One of the greatest advances in fly fishing in recent years is the development of new fly lines. Shooting heads and running line have allowed fisherman everywhere to be able to sling 75 foot casts across rivers with spey and switch rods. But what about single handed rods? My attraction to two handed fly rods was the ability make long cast in tight quarters. In the past, weight forward, floating or sinking lines have been the norm for single handed rods. I’ve spent a lot of time attempting to learn the art of roll casting with traditional single handed fly lines. Most of the time was spent untangling the rat’s nest I turned my long leader, heavy fly, and indicator into. It’s hard to have confidence in your fishing when you can't cast and are constantly fighting your gear. The development of new fly lines such as the Wulff Ambush Triangle Taper have changed the game for single handed fly rods.
I recently purchased the Wullf Ambush TT-7-F for my single handed 9’ 8 weight. The line has a 20’ 265 grain shooting head that transitions smoothly into the running line. Since the line is all one piece, there are no loops or knots between the head and the shooting line, creating smooth casts. I purchased the line with hopes that it would double as a roll casting nymph line for steelhead and as a rocket launcher on the beaches for Coho.

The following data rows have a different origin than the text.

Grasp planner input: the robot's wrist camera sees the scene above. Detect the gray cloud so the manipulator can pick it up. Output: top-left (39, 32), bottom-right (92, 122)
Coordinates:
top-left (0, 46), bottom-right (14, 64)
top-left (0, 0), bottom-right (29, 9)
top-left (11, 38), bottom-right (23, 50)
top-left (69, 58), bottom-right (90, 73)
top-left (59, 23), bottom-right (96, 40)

My first outing was a trip the Skykomish River on closing day of the season in mid-February. Using a big thingamabobber, a long leader, and a heavy egg pattern I tied the night before, roll casting has never been so easy for me. The 265 grain head turned over my long leader and heavy fly extremely well. The full floating and smooth running line was very easy to mend. Line control is essential when being a dirty nympher, and the Wulff Ambush made it easy. 90 percent of my time on the river has been spent swinging, but the productivity of nymphing has encouraged me to do it more, and this was fun. The argument between nymphing vs. swinging is a whole other debate, but I like “fishing” so I’m just gonna do both.
Yesterday we hit up Picnic Point Park during high tide in hopes to find some sea run cutthroat. My normal rod of choice for sea runs is a 6 wt., but I thought I’d bring the 8 wt. and my new line along to give it a try. The Ambush line casted decently with normal overhead casting. Casting these lines is much different than standard single handed lines. I found that pulling about the first quarter of the shooting head in past my tip and making as few false casts as possible worked best. Too many false casts with too much line out and you’re going to be asking your fishing partner to use his needle nose pliers to extract a hook from your ear.
My 8 wt. is a 9’ 4 piece that I built for myself a year or so ago. I think a 10’ rod and the 235 grain line would be ideal for this. But even with the shorter rod and heavier head I think it worked pretty well. The best piece of gear to catch fish that a person can buy is gas to put in your car to go fishing with. Experience and time on the water is #1 to being successful, but some of us can’t help but be gear whores sometimes. So overall, the Wulff Ambush line has definitely added to my fishing arsenal and I'm getting excited for salmon season from the beach.